Momento de desespero de um homem que pensou que não iria sobreviver. E que acha que o que fez não foi propriamente um acto de herói.
Pensou que não iria sobreviver mas sobreviveu para contar a história.
Serhii é um soldado ucraniano de 36 anos que, tal como milhares de compatriotas, alistou-se no exército logo em Fevereiro de 2022, quando a Ucrânia foi invadida pela Rússia.
No final de Outubro foi colocado nos arredores de Bakhmut para proteger trincheiras na linha de frente da zona leste.
Uma missão que deveria durar três dias mas que se prolongou por duas semanas – os ucranianos foram atingidos pelos russos.
Num dos bombardeamentos, Serhii e outros dois ucranianos ficaram isolados do resto do grupo.
Serhii ficou ferido nas duas pernas mas, quando a equipa de resgate chegou, pediu para levar os seus compatriotas, porque estariam piores.
O soldado ficou à espera de outra equipa de resgate… que nunca apareceu. Ou melhor, aparecia mas os ataques russos impediam que Serhii fosse resgatado.
Serhii ficou então isolado numa trincheira, mas foi conseguindo água, medicamentos e alguns alimentos através de um dreno.
Os soldados russos estavam cada vez mais perto daquele soldado sozinho.
Pensando que não iria sobreviver, Serhii teve uma ideia: deu ao comandante as coordenadas do local onde estavam os russos.
Mas esse local também era onde o próprio Serhii estava. Era um ataque ucraniano a ele próprio.
O exército ucraniano atacou, de forma precisa, mas outros soldados russos continuaram a assumir posições ao redor daquele soldado. Ou seja, novos ataques ucranianos naquela zona.

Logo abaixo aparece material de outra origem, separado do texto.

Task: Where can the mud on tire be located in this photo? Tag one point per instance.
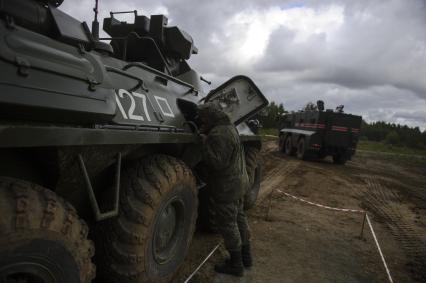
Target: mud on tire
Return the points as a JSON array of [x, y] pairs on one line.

Durante um desses ataques, um soldado russo entrou no abrigo onde Serhii se tinha escondido. O russo perguntou ao ucraniano de onde ele era e Serhii respondeu – em russo – que sofreu uma concussão; e pediu água. O russo saiu da trincheira, sem lhe dar água (e aparentemente sem saber que Serhii era ucraniano).
“Ainda não consigo entender como ele não percebeu que eu pertencia às forças armadas ucranianas. Eu tinha um uniforme militar da Ucrânia”, disse o soldado, na CNN.
Apesar de todos os ataques naquele local, o ucraniano continuava vivo. Até que o seu comandante lhe disse: “Não conseguimos resgatar-te. Só te resta sair daí a rastejar… e rezar”.
Serhii rastejou – pelo abrigo onde estavam os russos – e lá foi “de gatas” até encontrar compatriotas.
Está no hospital há duas semanas. E acha que não é herói nenhum. Heróis são os outros ucranianos: “Vocês deveriam ver o que os nossos rapazes estão a fazer na linha de frente. Como eles lutam, evacuam e resgatam os seus companheiros. E estão a pagar um preço muito alto por isso: pagam com o seu sangue”.
“Tudo que eu quero é pescar com os meus amigos, beber umas cervejas e ficar sentado em silêncio”, concluiu.